На границах горькая разгоралась в тот год страда: лапала смерть работников, и не одна уж простоволосая казачка отпрощалась, отголосила по мертвому: «И, родимый ты мо-о-о-ой!.. И на кого ж ты меня покинул?..»
Ложились родимые головами на все четыре стороны, лили рудую казачью кровь и, мертвоглазые, беспробудные, истлевали под артиллерийскую панихиду в Австрии, в Польше, в Пруссии… Знать, не доносил восточный ветер до них плача жен и матерей.
Цвет казачий покинул курени и гибнул там в смерти, во вшах, в ужасе.

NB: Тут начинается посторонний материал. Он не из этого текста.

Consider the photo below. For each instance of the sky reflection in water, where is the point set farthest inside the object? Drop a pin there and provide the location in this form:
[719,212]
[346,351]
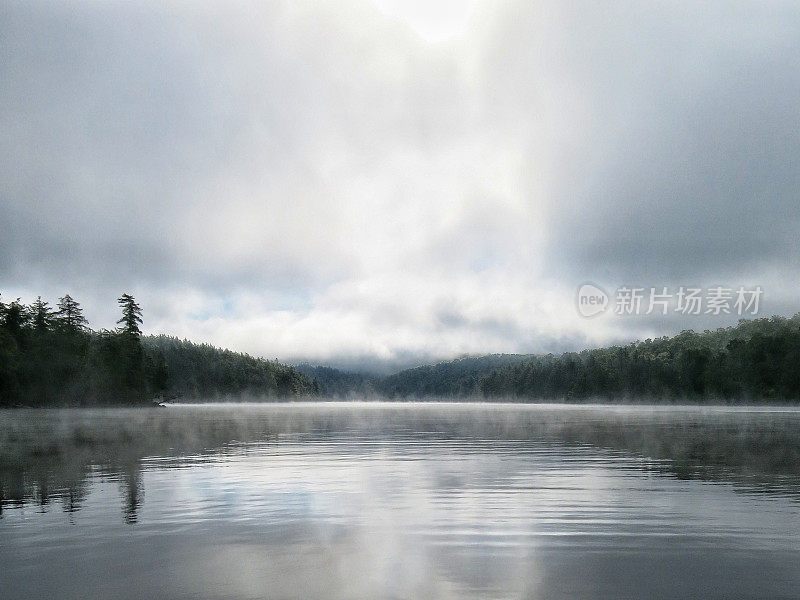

В погожий сентябрьский день летала над хутором Татарским молочно-радужная паутина, тонкая такая, хлопчатая. По-вдовьему усмехалось обескровленное солнце, строгая девственная синева неба была отталкивающе чиста, горделива. За Доном, тронутый желтизной, горюнился лес, блекло отсвечивал тополь, дуб ронял редкие узорчато-резные листья, лишь ольха крикливо зеленела, радовала живучестью своей стремительный сорочий глаз.
В этот день Пантелей Прокофьевич Мелехов получил письмо из действующей армии. Письмо принесла с почты Дуняшка. Почтмейстер, вручая его, кланялся, тряс плешиной, униженно разводил руками:
– Вы, ради бога, простите меня, письмо-то я распечатал. Так и скажите папаше: мол, Фирс Сидорович письмо, так и так, мол, вскрыл. Очень, мол, ему было интересно про войну узнать, как там и что… Уж вы простите и папаше Пантелею Прокофьевичу так и доложите.
Против обыкновения, он был растерян и вышел проводить Дуняшку, не замечая того, что нос его измазан чернилами.